Pröll wies weiters auf den nächste Woche stattfindenden Finanzministerrat in der EU hin, wo von österreichischer Seite u.a. das Thema der Prozyklizität von Basel II vorangetrieben werden soll. Auf der Agenda stehe sicher auch das Defizitverfahren, das gegen Österreich – wie wahrscheinlich gegen insgesamt 20 Länder – eingeleitet werden soll. Die Europäische Kommission habe aber gleichzeitig auch bestätigt, dass die von Österreich ergriffenen Maßnahmen als zeitgerecht und richtig erachtet werden.

Die Einigung in der EU über eine gemeinsame Finanzmarktaufsicht, die aus einem Zweisäulenmodell besteht, sehe er als ersten wichtigen Schritt.  

Die Fragen der Abgeordneten

Abgeordneter Martin Bartenstein (V) wies darauf hin, dass Österreich laut dem IWF-Bericht größere Maßnahmenpakete geschnürt habe als der europäische Durchschnitt. Seiner Ansicht nach sei jedoch ein Inflationsrisiko langfristig nicht auszuschließen, weshalb ein besonderes Augenmerk auf diesen Bereich gelegt werden müsse.

Abgeordneter Werner Königshofer (F) zeigte sich verwundert darüber, dass Nowotny in einem Interview das Osteuropa-Risiko als nicht besonders hoch eingeschätzt habe, obwohl zahlreiche Wirtschaftsexperten Warnungen ausgesprochen haben. Weitere Fragen stellte er zur Geldmarktpolitik sowie zur "Staatsfinanzierung" der Kommunalkredit.

Abgeordneter Kai Jan Krainer (S) hätte sich gewünscht, dass sich Österreich intensiver für die Aussetzung des EU-Defizitverfahrens eingesetzt hätte, zumal mehr als zwei Drittel der Länder davon betroffen sind. Sein Fraktionskollege Christoph Matznetter (S) befasste sich vor allem mit den Auswirkungen von Basel II, wodurch große Probleme entstehen können.
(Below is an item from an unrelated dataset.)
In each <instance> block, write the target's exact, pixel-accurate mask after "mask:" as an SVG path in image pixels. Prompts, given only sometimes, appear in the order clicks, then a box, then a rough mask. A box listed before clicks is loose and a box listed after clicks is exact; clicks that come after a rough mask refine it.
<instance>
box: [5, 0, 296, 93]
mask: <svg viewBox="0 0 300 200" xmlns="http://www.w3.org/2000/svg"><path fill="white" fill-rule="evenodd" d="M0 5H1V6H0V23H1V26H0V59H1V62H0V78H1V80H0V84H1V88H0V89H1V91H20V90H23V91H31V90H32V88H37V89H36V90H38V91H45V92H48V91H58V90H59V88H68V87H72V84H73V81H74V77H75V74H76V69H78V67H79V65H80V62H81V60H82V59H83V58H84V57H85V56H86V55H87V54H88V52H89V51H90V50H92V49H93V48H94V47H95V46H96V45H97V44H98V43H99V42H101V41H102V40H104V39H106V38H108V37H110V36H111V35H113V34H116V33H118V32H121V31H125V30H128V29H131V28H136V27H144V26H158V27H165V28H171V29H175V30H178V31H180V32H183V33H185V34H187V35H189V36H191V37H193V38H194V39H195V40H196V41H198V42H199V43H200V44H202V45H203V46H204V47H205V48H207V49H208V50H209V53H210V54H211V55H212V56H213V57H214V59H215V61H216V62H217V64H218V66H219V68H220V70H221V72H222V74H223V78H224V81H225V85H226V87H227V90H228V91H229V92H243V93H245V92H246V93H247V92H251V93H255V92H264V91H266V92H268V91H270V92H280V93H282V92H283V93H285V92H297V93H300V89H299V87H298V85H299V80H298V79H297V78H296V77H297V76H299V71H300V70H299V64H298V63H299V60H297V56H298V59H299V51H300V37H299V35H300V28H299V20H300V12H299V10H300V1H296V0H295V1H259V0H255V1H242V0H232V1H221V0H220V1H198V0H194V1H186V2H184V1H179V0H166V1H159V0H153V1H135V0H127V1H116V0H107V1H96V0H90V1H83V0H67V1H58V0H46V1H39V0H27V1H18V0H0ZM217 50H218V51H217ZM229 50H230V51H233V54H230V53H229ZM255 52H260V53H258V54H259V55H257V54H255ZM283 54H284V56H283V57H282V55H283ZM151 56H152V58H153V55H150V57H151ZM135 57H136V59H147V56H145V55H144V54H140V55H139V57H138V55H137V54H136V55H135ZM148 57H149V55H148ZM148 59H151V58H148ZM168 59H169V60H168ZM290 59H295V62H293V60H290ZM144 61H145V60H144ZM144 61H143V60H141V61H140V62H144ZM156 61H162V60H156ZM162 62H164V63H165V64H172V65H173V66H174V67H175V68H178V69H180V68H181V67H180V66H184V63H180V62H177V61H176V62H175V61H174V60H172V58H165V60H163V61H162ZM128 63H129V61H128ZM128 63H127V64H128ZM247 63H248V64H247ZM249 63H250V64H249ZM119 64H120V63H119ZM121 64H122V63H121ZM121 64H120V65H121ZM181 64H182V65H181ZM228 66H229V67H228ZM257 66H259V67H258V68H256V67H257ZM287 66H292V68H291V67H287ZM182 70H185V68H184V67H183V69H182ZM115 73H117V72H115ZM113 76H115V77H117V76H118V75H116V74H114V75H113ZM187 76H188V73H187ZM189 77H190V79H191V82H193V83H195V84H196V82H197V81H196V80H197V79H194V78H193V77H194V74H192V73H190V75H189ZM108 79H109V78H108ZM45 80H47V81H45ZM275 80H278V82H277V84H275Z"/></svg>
Er plädierte dafür, dass eine Eigenkapitaldeckung von 8 % ausreicht und dass den Ratingsystemen der Banken ein längerer Vergleichszeitraum zu Grunde gelegt wird.

Abgeordneter Alexander Van der Bellen (G) hatte den Eindruck, dass die Aufsichtsarchitektur in der EU nur zusätzliche Bürokratie schaffe, denn eine gemeinsame Finanzmarkt- und Bankenaufsicht gebe es damit noch immer nicht.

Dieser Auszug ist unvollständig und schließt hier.